There are two ways to index files:

  • Use the page or content element indexer. It will automatically detect links to files and index those files.

  • Use directory based file indexer. You can specify folder which should be indexed. You can either choose to use FAL (File Abstraction Layer), that will also index the metadata of files. Or you can decide not to use FAL. That will only index file contents and no file metadata.

An incremental indexer is available. It will detect changes by comparing the file modification time against the last indexing time and re-index those files.

System requirements

  • For PDF indexing you will need to have the external tools "pdfinfo" and "pdftotext" installed (in Ubuntu Linux they come with the package "poppler-utils").

  • For PPT indexing you will need to have the external tool "catppt" installed (in Ubuntu Linux it comes with the package "catdoc").

Please use the extension configuration to tell ke_search the file paths where to find these tools.

Directory based file indexer

You can specify the folders ke_search should index. Since the files are indexed directly from the file system, there's no access check! Please make sure only public content is in the folders you make searchable.

You can select a FAL storage from where you want to index files. If you do so, FAL metadata will be indexed.
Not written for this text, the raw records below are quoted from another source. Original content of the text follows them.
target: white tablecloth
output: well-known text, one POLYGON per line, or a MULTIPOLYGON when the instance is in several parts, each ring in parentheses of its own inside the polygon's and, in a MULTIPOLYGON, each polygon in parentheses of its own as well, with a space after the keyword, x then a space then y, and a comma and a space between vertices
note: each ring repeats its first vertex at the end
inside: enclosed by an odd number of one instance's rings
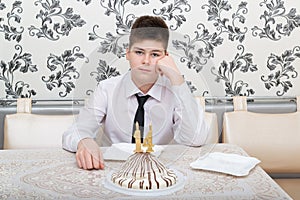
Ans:
MULTIPOLYGON (((290 199, 259 166, 245 177, 190 168, 191 162, 207 152, 246 155, 228 144, 169 146, 159 159, 187 179, 182 190, 153 199, 290 199)), ((103 186, 106 175, 121 163, 106 161, 105 170, 82 170, 77 168, 75 154, 62 149, 0 150, 0 199, 150 199, 103 186)))

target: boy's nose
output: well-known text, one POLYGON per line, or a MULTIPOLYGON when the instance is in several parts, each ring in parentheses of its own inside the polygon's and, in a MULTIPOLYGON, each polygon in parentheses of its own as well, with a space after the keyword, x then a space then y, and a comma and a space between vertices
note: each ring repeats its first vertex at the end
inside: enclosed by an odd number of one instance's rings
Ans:
POLYGON ((143 60, 143 64, 148 65, 149 63, 150 63, 150 55, 149 54, 145 54, 144 60, 143 60))

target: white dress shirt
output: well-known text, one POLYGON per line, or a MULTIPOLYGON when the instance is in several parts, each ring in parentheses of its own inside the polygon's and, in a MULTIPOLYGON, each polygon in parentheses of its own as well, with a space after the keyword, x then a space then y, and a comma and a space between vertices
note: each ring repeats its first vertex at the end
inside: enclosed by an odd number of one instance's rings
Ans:
MULTIPOLYGON (((131 143, 138 107, 136 93, 142 94, 131 80, 130 71, 101 81, 75 123, 63 134, 63 148, 76 152, 78 142, 95 138, 101 125, 112 143, 131 143)), ((189 146, 204 144, 208 133, 204 111, 186 83, 172 86, 165 76, 159 76, 147 94, 150 97, 144 105, 143 137, 152 124, 154 145, 169 144, 172 140, 189 146)))

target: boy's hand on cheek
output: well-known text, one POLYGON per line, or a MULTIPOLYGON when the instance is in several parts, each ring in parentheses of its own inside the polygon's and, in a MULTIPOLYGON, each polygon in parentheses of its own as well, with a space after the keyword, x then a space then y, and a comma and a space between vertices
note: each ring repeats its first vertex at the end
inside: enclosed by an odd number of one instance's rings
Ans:
POLYGON ((181 85, 184 82, 173 58, 169 55, 157 61, 156 71, 170 79, 172 85, 181 85))

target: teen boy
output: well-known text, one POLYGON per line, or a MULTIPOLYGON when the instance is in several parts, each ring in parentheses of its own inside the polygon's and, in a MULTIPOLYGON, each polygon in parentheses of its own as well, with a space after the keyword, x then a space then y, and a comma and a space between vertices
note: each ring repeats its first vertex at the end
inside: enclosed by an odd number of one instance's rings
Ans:
MULTIPOLYGON (((94 141, 100 125, 112 143, 131 143, 138 97, 144 104, 144 132, 153 127, 153 144, 170 141, 200 146, 207 137, 203 109, 192 96, 175 62, 168 55, 169 30, 160 17, 142 16, 134 22, 126 59, 131 70, 101 81, 76 122, 63 135, 63 148, 76 152, 83 169, 104 169, 94 141)), ((145 137, 145 135, 144 135, 145 137)))

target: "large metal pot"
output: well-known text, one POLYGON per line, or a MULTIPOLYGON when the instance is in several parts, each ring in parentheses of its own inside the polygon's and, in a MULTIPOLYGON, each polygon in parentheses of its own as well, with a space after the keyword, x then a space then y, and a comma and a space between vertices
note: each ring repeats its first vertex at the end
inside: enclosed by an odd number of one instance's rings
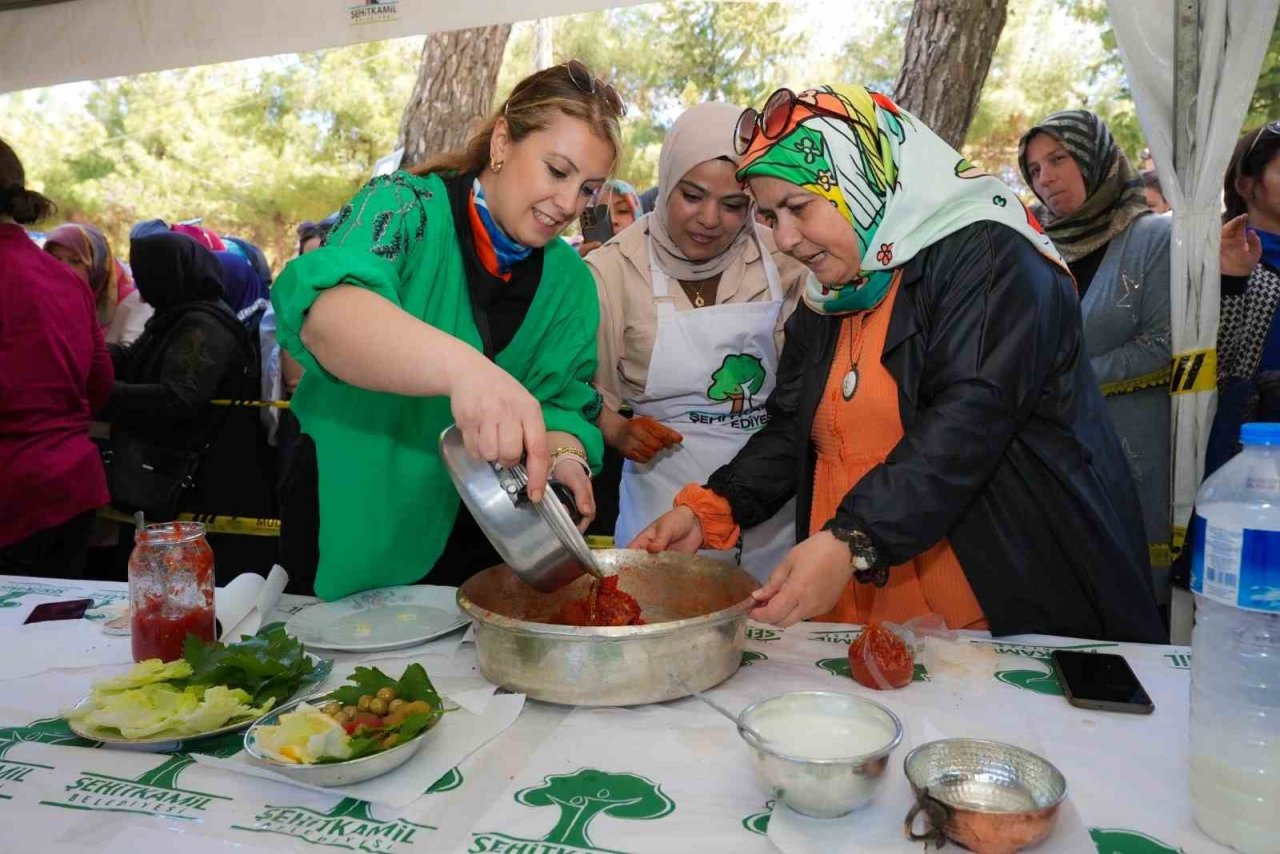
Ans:
POLYGON ((574 504, 565 487, 550 481, 542 501, 534 504, 525 491, 524 466, 508 469, 476 459, 454 426, 440 434, 440 457, 480 530, 525 584, 549 593, 584 571, 596 571, 567 509, 574 504))
POLYGON ((634 706, 684 697, 734 674, 758 586, 750 574, 700 555, 595 554, 605 575, 620 576, 619 589, 640 603, 646 625, 551 624, 566 601, 587 595, 590 578, 542 594, 506 566, 486 569, 458 591, 486 679, 549 703, 634 706))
Categories will be used to generate tags (like in the pages and news indexer), this makes it possible to do faceting over files, see also Using system categories for filtering.

Configuration

  • Set a title (only for internal use).

  • Set the Record storage page of search data your search data folder.

  • Set the type to Files.

  • Select FAL storage or select Don't use FAL.

  • Define one or more directories which contain your files to be indexed. If you selected a FAL storage, the directories must be subdirectories of the selected storage, e. g. my_directory. If you selected Don't use FAL, you need to specify the folders including the storage path, e. g. fileadmin/my_directory. Multiple directories can be entered comma-separated. If you want to index all files in the given storage, just enter a dot (".") in the field Directories.

  • Enter the list of allowed file extensions. Only files with extensions the indexer supports will be indexed. If you use FAL indexing, you can also provide other filetypes, eg. JPG. From these files the metadata will be indexed.

The indexer will go recursively into the defined directories and index files in there.

FAL metadata will be indexed if you select a FAL storage (title, alternative text and description). Tags will be generated from categories (like in the news and pages indexer), see also Using system categories for filtering.

Content based file indexer

This indexer detects files while indexing pages and content elements and indexes the files automatically. Supported content element types are Text, Text with image and Filelinks.

Just create an indexer configuration of type "pages" or "content elements". Indexing of files will take place automatically.

File types which should be indexed can be specified in the indexer configuration. Leaving the field empty will have the effect that no files will be indexed.

Content restrictions from the linking content elements will be taken into account.

FAL metadata will be indexed if you select a FAL storage (title, alternative text and description). Tags will be generated from categories (like in the news and pages indexer), see also Using system categories for filtering.